Somit hat die Antragstellerin keinen Anspruch auf die Regelleistung einschließlich der Kosten der Unterkunft und Heizung. Sie ist nicht exmatrikuliert, sondern ausweislich der Immatrikulationsbescheinigung auch während des Urlaubssemesters immatrikuliert.

Die Antragstellerin hat auch keinen Anspruch auf Hilfe zur Sicherung des Lebensunterhalts in Form eines Darlehens nach § 7 Abs. 5 Satz 2 SGB II. Danach können in besonderen Härtefällen Leistungen zur Sicherung des Lebensunterhalts, allerdings nur als Darlehen und nicht als Beihilfe oder Zuschuss gewährt werden. Liegt ein besonderer Härtefall vor, hat die Verwaltung in Ausübung pflichtgemäßen Ermessens Art und Umfang der Leistungsgewährung zu prüfen. Im Hinblick auf das "Ob" der Leistungsgewährung wird alsdann im Regelfall von einer Ermessensreduktion auf Null auszugehen sein (vgl. Valgolio in Hauck/Noftz, SGB II, Stand Februar 2007, § 7 RdNr. 93; so wohl auch Brühl/Schoch in Münder, SGB II, 2. Aufl. 2007, § 7 RdNr. 103).

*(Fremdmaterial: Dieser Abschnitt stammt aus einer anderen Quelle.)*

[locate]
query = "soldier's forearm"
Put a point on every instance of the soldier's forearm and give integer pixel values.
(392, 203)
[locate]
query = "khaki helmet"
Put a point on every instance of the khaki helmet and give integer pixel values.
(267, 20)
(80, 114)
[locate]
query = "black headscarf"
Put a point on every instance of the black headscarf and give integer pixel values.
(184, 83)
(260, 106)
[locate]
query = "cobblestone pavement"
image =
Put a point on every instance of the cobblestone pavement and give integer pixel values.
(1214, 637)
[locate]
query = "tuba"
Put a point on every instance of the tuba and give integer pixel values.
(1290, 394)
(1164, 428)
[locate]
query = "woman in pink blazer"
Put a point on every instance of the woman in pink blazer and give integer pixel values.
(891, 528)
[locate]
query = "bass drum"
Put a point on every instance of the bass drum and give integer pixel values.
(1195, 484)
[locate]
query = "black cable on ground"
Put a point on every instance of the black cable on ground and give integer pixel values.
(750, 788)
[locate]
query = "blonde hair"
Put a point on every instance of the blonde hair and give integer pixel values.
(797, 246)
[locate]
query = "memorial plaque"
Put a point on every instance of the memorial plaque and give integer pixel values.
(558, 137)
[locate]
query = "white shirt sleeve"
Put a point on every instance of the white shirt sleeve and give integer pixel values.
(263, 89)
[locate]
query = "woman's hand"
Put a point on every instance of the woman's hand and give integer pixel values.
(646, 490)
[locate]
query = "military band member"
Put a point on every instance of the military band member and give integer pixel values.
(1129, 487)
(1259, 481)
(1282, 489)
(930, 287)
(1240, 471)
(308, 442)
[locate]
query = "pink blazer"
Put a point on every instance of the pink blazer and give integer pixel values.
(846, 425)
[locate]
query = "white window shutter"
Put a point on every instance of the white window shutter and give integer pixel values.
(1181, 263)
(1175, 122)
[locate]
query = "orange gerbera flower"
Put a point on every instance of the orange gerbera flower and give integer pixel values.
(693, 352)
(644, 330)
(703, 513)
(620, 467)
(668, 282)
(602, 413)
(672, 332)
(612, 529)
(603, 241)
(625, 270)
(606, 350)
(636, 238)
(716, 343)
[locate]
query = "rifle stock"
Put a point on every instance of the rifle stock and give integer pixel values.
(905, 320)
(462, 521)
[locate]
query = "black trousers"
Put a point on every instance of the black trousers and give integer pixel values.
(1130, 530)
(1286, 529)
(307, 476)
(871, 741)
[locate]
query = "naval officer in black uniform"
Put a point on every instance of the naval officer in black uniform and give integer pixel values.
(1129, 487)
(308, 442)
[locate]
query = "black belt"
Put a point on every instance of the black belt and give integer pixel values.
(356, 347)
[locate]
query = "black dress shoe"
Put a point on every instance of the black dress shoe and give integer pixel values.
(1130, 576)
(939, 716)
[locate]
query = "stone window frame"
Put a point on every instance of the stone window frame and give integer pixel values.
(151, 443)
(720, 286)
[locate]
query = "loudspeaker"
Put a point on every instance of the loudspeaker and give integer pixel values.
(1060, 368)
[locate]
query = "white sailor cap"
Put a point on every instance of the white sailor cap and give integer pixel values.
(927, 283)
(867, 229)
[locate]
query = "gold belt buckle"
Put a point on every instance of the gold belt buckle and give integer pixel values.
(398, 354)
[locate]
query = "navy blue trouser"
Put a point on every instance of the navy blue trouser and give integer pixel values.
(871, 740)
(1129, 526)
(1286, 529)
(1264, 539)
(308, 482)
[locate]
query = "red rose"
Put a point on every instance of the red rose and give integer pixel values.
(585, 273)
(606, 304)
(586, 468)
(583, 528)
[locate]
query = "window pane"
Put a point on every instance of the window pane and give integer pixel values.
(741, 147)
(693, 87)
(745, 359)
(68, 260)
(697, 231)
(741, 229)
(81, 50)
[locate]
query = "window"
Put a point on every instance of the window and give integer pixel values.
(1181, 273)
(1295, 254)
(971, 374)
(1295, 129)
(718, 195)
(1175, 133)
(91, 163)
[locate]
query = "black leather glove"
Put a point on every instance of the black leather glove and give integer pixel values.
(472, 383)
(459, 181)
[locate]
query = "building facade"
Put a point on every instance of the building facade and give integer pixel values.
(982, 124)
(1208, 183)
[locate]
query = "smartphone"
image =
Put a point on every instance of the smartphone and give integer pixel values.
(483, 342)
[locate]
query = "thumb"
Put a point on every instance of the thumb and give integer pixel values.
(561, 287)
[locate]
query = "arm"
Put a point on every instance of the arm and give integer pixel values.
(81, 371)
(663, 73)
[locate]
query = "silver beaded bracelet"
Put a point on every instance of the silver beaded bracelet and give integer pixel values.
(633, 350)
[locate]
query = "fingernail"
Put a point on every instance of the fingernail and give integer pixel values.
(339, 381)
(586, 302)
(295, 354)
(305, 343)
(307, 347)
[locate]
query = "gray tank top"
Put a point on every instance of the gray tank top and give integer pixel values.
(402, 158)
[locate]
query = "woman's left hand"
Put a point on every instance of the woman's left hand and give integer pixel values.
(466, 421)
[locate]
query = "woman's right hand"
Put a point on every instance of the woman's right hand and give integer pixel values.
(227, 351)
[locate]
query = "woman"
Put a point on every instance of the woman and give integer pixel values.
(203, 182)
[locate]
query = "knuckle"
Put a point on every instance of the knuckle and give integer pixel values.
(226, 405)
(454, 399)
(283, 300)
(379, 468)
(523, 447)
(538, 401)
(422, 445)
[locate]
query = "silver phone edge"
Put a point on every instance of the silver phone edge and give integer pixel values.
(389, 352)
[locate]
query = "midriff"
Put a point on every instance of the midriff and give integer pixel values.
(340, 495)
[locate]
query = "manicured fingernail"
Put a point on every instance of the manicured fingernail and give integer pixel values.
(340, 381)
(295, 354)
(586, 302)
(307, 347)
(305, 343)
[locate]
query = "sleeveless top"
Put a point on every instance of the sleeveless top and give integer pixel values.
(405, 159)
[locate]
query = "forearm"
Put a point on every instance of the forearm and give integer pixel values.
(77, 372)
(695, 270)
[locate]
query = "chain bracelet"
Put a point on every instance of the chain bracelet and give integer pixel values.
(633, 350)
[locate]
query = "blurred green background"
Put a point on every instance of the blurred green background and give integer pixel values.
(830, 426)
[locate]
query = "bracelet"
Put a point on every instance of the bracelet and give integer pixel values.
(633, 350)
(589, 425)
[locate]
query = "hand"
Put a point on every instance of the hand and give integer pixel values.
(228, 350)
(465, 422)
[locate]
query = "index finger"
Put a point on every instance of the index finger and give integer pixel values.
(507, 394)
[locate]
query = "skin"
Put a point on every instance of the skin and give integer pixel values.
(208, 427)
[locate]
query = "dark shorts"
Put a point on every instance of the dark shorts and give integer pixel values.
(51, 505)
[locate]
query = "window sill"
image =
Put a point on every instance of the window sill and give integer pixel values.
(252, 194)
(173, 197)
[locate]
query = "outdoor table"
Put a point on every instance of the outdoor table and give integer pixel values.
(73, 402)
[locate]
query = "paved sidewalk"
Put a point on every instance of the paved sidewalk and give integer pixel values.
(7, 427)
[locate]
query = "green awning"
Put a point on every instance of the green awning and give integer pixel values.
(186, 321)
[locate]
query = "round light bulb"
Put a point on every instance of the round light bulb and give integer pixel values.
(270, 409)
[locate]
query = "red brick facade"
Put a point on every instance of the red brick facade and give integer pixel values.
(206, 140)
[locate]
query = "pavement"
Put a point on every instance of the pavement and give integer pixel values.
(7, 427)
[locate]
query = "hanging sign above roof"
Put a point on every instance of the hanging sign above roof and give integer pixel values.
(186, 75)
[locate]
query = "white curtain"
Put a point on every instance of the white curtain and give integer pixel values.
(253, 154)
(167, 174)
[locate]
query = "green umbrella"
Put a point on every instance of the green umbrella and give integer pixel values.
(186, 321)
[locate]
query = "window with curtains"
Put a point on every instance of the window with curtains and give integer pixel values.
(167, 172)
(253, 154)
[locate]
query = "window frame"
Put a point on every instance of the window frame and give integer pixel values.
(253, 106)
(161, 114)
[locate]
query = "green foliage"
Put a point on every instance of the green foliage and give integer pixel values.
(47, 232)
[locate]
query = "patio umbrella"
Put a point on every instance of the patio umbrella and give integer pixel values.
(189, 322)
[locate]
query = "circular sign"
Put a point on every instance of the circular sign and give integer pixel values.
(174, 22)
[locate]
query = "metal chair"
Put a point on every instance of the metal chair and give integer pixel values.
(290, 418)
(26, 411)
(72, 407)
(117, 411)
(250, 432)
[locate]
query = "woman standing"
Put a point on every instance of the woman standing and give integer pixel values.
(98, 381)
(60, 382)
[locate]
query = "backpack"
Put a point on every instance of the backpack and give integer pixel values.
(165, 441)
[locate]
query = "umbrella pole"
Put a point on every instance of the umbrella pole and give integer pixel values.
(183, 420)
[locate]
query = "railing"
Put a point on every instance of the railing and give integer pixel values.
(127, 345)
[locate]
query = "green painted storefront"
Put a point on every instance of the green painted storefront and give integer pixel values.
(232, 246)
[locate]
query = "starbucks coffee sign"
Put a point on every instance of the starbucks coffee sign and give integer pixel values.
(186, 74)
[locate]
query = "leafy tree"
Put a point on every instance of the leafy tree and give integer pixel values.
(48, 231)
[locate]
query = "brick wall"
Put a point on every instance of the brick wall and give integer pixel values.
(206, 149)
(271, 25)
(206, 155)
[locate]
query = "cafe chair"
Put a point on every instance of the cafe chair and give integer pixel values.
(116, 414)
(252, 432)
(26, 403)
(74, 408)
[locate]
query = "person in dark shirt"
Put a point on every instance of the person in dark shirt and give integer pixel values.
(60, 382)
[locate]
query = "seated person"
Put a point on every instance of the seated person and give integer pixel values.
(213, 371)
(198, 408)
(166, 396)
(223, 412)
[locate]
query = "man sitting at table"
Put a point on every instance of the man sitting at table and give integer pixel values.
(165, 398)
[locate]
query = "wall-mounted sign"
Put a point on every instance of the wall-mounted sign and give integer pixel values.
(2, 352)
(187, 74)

Bei dem Begriff des "besonderen Härtefalls" handelt es sich um einen unbestimmten Rechtsbegriff, dessen Ausfüllung in vollem Umfang der rechtlichen Überprüfung durch das Gericht unterliegt (vgl. zum Vorliegen einer besonderen Härte im Rahmen von § 9 Abs. 1 Nr. 2 i.V.m. § 3 KfzHV auch BSG, Urteil vom 08.02.2007 - B 7a AL 34/06 R). Die Verwaltung hat keinen Beurteilungsspielraum; ihr steht auch keine Einschätzungsprärogative zu (vgl. hierzu auch BSG, Urteil vom 30.10.2001 - B 3 P 2/01 R, BSGE 89, 44). Nach der Rechtsprechung des Senats (vgl. Beschlüsse vom 28.06.2010 und 29.06.2010, a.a.O.) kann von einem besonderen Härtefall ausgegangen werden, wenn der Lebensunterhalt während der Ausbildung durch Förderung auf Grund von BAföG/SGB III-Leistungen oder anderen finanziellen Mittel - sei es Elternunterhalt oder Einkommen aus eigener Erwerbstätigkeit - gesichert war, die nun kurz vor Abschluss der Ausbildung entfallen. Gleiches gilt für den Fall der Unterbrechung der bereits weit fortgeschrittenen und bisher kontinuierlich betriebenen Ausbildung auf Grund der konkreten Umstände des Einzelfalls wegen einer Behinderung oder Erkrankung. Denkbar ist auch, dass die nicht mehr nach den Vorschriften des BAföG oder der §§ 60 bis 62 SGB III geförderte Ausbildung objektiv belegbar die einzige Zugangsmöglichkeit zum Arbeitsmarkt darstellt (vgl. BSG, Urteil vom 06.09.2007 - B 14/11b AS 36/06 R, RdNr. 21-24; BSG, Urteil vom 06.09.2007 - B 14/7b AS 28/06 R).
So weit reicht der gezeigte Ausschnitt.